Fig. S4

(A-D) ISH for the cardiac progenitor marker nkx2.5 in nr2f1a^wt; nr2f2^wt, nr2f1a^mut; nr2f2^wt, nr2f1a^mut; nr2f2^het, and nr2f1a^mut; nr2f2^mut embryos at the 16s stage. Dorsal view with anterior up. 160 embryos were examined with ≥9 embryos examined for each condition. Although we observed a trend in the expansion of nkx2.5 expression when assaying area of expression similar to vmhc, due to inherent variability in nkx2.5 expression and the low numbers of embryos, it was not statistically significant. (E,F) IHC for Nkx2.5 and pHH3 in nr2f1a^wt; nr2f2^het and nr2f1a^mut; nr2f2^mut embryos at the 16s stage. Confocal images of the ventro-lateral side of the embryo. Dorsal is right and anterior up. A single side of each embryo was used for analysis. (G) Number of Nkx2.5⁺ cells in control and nr2f1a; nr2f2mutant embryos. (H) Percentage of pHH3⁺/Nkx2.5⁺ in control and nr2f1a; nr2f2 mutant embryos.
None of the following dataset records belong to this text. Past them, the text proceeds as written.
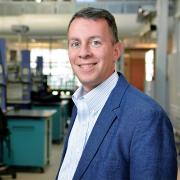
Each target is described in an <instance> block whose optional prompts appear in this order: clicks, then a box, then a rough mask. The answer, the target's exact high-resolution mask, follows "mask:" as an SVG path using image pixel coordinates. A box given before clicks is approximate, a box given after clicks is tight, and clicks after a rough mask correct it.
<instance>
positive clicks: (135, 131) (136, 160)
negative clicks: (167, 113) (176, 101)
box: [130, 110, 177, 180]
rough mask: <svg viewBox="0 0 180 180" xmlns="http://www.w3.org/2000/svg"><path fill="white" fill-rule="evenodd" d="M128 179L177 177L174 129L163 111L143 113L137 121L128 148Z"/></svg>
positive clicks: (176, 154)
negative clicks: (129, 152)
mask: <svg viewBox="0 0 180 180" xmlns="http://www.w3.org/2000/svg"><path fill="white" fill-rule="evenodd" d="M130 179H131V180H144V179H148V180H176V179H177V153H176V148H175V142H174V134H173V128H172V125H171V123H170V120H169V119H168V117H167V116H166V114H165V113H164V112H163V111H162V110H161V111H154V112H147V114H146V113H145V114H144V115H143V116H142V117H141V118H140V119H139V121H138V123H137V124H136V128H135V130H134V134H133V138H132V142H131V148H130Z"/></svg>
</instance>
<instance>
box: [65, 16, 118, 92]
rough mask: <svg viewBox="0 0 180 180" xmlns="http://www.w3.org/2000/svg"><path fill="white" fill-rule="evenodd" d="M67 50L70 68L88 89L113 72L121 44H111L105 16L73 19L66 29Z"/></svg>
mask: <svg viewBox="0 0 180 180" xmlns="http://www.w3.org/2000/svg"><path fill="white" fill-rule="evenodd" d="M68 52H69V59H70V63H71V66H72V69H73V71H74V73H75V74H76V75H77V77H78V79H79V80H80V82H81V83H82V85H83V87H84V89H85V90H86V91H87V92H88V91H90V90H92V89H93V88H95V87H96V86H97V85H99V84H100V83H102V82H103V81H104V80H105V79H107V78H108V77H109V76H110V75H111V74H112V73H113V72H114V70H115V61H116V60H117V59H118V57H119V56H120V52H121V45H120V43H113V38H112V33H111V30H110V28H109V26H108V24H107V22H106V21H105V20H104V19H98V20H91V19H84V18H76V19H74V20H73V21H72V23H71V25H70V27H69V31H68Z"/></svg>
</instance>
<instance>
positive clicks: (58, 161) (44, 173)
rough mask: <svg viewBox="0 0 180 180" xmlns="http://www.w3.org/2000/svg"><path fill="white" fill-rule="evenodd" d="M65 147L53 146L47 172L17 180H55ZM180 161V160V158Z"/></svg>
mask: <svg viewBox="0 0 180 180" xmlns="http://www.w3.org/2000/svg"><path fill="white" fill-rule="evenodd" d="M62 147H63V145H62V144H60V145H56V144H53V145H52V152H51V163H50V165H48V166H47V167H46V168H45V172H44V173H41V172H39V171H38V172H37V171H35V172H33V171H30V172H27V171H26V172H18V173H17V178H16V180H33V179H34V180H55V177H56V173H57V171H58V167H59V162H60V156H61V152H62ZM179 159H180V158H179ZM178 172H179V173H178V174H179V176H178V178H177V180H180V164H179V171H178ZM3 180H12V178H11V177H10V176H4V177H3Z"/></svg>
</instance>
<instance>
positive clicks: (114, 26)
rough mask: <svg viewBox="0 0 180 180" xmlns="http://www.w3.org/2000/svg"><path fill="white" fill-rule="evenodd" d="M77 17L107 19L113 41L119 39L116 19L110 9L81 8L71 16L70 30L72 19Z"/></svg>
mask: <svg viewBox="0 0 180 180" xmlns="http://www.w3.org/2000/svg"><path fill="white" fill-rule="evenodd" d="M76 18H84V19H92V20H97V19H105V20H106V22H107V23H108V25H109V28H110V29H111V31H112V37H113V42H114V43H116V42H118V41H119V40H118V30H117V26H116V21H115V19H114V16H113V15H112V14H111V13H110V12H109V11H107V10H105V9H98V8H93V7H88V8H84V9H81V10H80V11H78V12H76V13H75V14H74V15H73V17H72V18H71V20H70V22H69V25H68V31H69V27H70V25H71V23H72V21H73V20H74V19H76Z"/></svg>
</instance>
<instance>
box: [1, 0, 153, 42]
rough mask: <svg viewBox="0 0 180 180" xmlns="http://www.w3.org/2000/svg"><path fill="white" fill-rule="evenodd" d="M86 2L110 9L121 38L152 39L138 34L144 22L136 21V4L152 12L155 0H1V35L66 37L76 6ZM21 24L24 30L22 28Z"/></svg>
mask: <svg viewBox="0 0 180 180" xmlns="http://www.w3.org/2000/svg"><path fill="white" fill-rule="evenodd" d="M87 6H93V7H100V8H105V9H108V10H109V11H110V12H111V13H113V14H114V16H115V19H116V22H117V27H118V31H119V38H120V39H122V40H125V41H126V42H128V41H127V40H128V39H133V41H132V42H133V43H132V44H134V39H138V40H140V41H141V42H145V41H147V42H150V41H152V39H149V40H147V38H146V39H145V40H144V38H142V37H140V35H142V30H143V29H144V26H145V23H144V22H139V21H138V18H137V12H138V9H139V7H142V8H143V9H145V10H147V11H149V12H154V11H155V8H156V0H136V1H133V0H126V1H125V0H115V1H110V0H106V1H105V0H98V1H96V2H87V1H86V2H83V3H82V2H77V1H75V0H72V1H67V0H66V1H63V0H57V1H53V0H51V1H50V0H49V1H47V0H46V1H45V0H44V1H43V2H41V3H36V2H35V1H25V0H23V1H20V0H16V1H15V0H14V1H12V0H0V37H5V38H7V39H15V40H17V38H18V37H19V36H21V37H26V39H27V38H28V39H38V40H45V39H48V40H49V39H51V40H56V39H65V38H66V30H67V26H68V22H69V20H70V18H71V16H72V15H73V13H74V12H75V11H77V10H78V9H81V8H83V7H87ZM23 27H24V28H25V30H21V29H22V28H23ZM18 28H20V30H19V29H18ZM128 43H129V42H128Z"/></svg>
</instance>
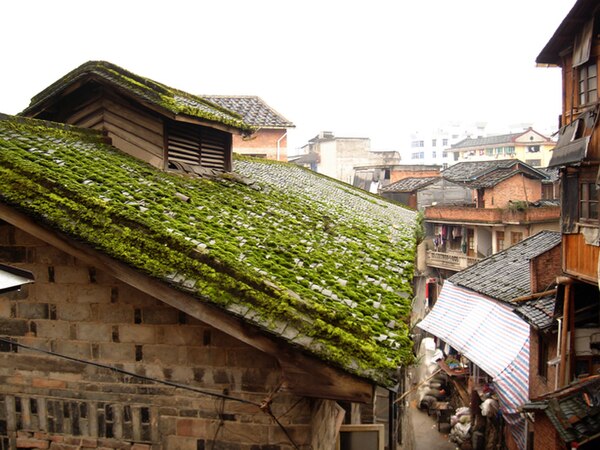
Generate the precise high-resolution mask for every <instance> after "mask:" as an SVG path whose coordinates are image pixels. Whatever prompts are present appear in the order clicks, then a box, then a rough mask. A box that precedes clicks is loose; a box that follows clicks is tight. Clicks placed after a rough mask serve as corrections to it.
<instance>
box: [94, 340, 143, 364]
mask: <svg viewBox="0 0 600 450" xmlns="http://www.w3.org/2000/svg"><path fill="white" fill-rule="evenodd" d="M100 358H101V359H102V360H105V361H114V362H131V361H134V360H135V345H134V344H117V343H103V344H100Z"/></svg>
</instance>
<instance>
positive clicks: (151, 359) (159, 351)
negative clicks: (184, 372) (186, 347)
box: [143, 344, 179, 366]
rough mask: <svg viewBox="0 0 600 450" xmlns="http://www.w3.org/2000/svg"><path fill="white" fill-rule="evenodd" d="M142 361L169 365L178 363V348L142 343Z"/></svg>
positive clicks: (167, 346)
mask: <svg viewBox="0 0 600 450" xmlns="http://www.w3.org/2000/svg"><path fill="white" fill-rule="evenodd" d="M143 352H144V358H143V360H144V362H148V363H155V364H160V365H163V366H165V365H166V366H171V365H176V364H178V363H179V350H178V349H177V347H173V346H172V345H152V344H149V345H144V347H143Z"/></svg>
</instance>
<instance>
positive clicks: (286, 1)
mask: <svg viewBox="0 0 600 450" xmlns="http://www.w3.org/2000/svg"><path fill="white" fill-rule="evenodd" d="M574 3H575V0H504V1H497V0H495V1H492V0H453V1H449V0H411V1H404V0H394V1H391V0H389V1H383V0H370V1H367V0H365V1H353V0H343V1H341V0H340V1H338V0H316V1H313V0H302V1H285V0H273V1H271V0H213V1H201V0H196V1H180V0H163V1H153V0H146V1H134V0H129V1H128V0H119V1H114V0H101V1H97V2H87V1H75V0H52V1H48V0H44V1H42V0H40V1H33V0H19V1H10V2H3V4H2V17H1V19H0V20H1V24H0V42H2V56H1V61H2V62H1V64H2V70H0V112H4V113H8V114H16V113H18V112H19V111H21V110H22V109H24V108H25V107H26V106H27V105H28V104H29V100H30V98H31V97H32V96H33V95H35V94H36V93H38V92H39V91H41V90H42V89H43V88H45V87H46V86H48V85H49V84H51V83H52V82H54V81H56V80H57V79H58V78H60V77H61V76H63V75H65V74H66V73H67V72H69V71H70V70H72V69H74V68H76V67H77V66H79V65H80V64H82V63H84V62H86V61H89V60H106V61H110V62H112V63H114V64H117V65H119V66H121V67H123V68H126V69H128V70H130V71H132V72H134V73H136V74H138V75H142V76H145V77H148V78H151V79H153V80H156V81H159V82H162V83H164V84H167V85H169V86H172V87H176V88H179V89H182V90H184V91H187V92H190V93H194V94H223V95H257V96H259V97H262V98H263V99H264V100H265V101H266V102H267V103H268V104H269V105H270V106H272V107H273V108H274V109H276V110H277V111H279V112H280V113H281V114H282V115H284V116H285V117H286V118H287V119H288V120H290V121H292V122H293V123H294V124H295V125H296V128H295V129H294V130H293V131H291V132H290V136H289V137H290V142H289V147H290V151H293V149H294V148H298V147H300V146H302V145H304V144H305V143H306V142H307V140H308V139H310V138H311V137H313V136H315V135H316V134H318V133H319V131H332V132H333V133H334V134H335V135H336V136H351V137H352V136H353V137H368V138H370V139H371V141H372V149H373V150H392V149H393V150H400V149H402V148H405V147H406V146H407V145H408V143H409V139H408V134H409V133H411V132H413V131H416V130H419V129H425V130H426V129H428V128H432V127H435V126H436V125H437V124H440V123H443V122H445V121H447V120H466V121H469V120H481V121H486V122H488V123H490V124H491V125H492V126H497V127H498V129H499V130H500V129H501V128H502V127H504V126H509V125H510V124H513V123H520V122H530V123H533V124H534V126H535V127H536V128H539V129H540V130H542V129H547V128H550V127H554V128H556V124H557V117H558V115H559V113H560V95H561V84H560V70H559V69H556V68H554V69H548V68H545V69H544V68H536V67H535V58H536V56H537V55H538V54H539V52H540V51H541V50H542V48H543V47H544V45H545V44H546V42H547V41H548V40H549V39H550V37H551V36H552V34H553V33H554V31H555V30H556V28H557V27H558V25H559V24H560V23H561V21H562V20H563V18H564V17H565V15H566V14H567V13H568V12H569V11H570V9H571V7H572V6H573V4H574Z"/></svg>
For quantification of Nkx2.5⁺ and pHH3⁺/Nkx2.5⁺ cells, nr2f1a homozygous mutants (nr2f1a^mut) coupled with nr2f2 heterozygosity (nr2f2^het) or nr2f2 mutant homozygosity (nr2f2^mut) were analyzed together (referred to as nr2f1a-2^mut), because our data suggest loss of a single WT nr2f2 allele in nr2f1a mutants produces a similar increase in ventricular CMs as double mutants. Nr2f1a-2^ctrl includes any combination of nr2f1a and nr2f2 WT and heterozygous alleles. nr2f1a-2^ctrl (n = 23) and nr2f1a-2^mut (n = 9) for G and H.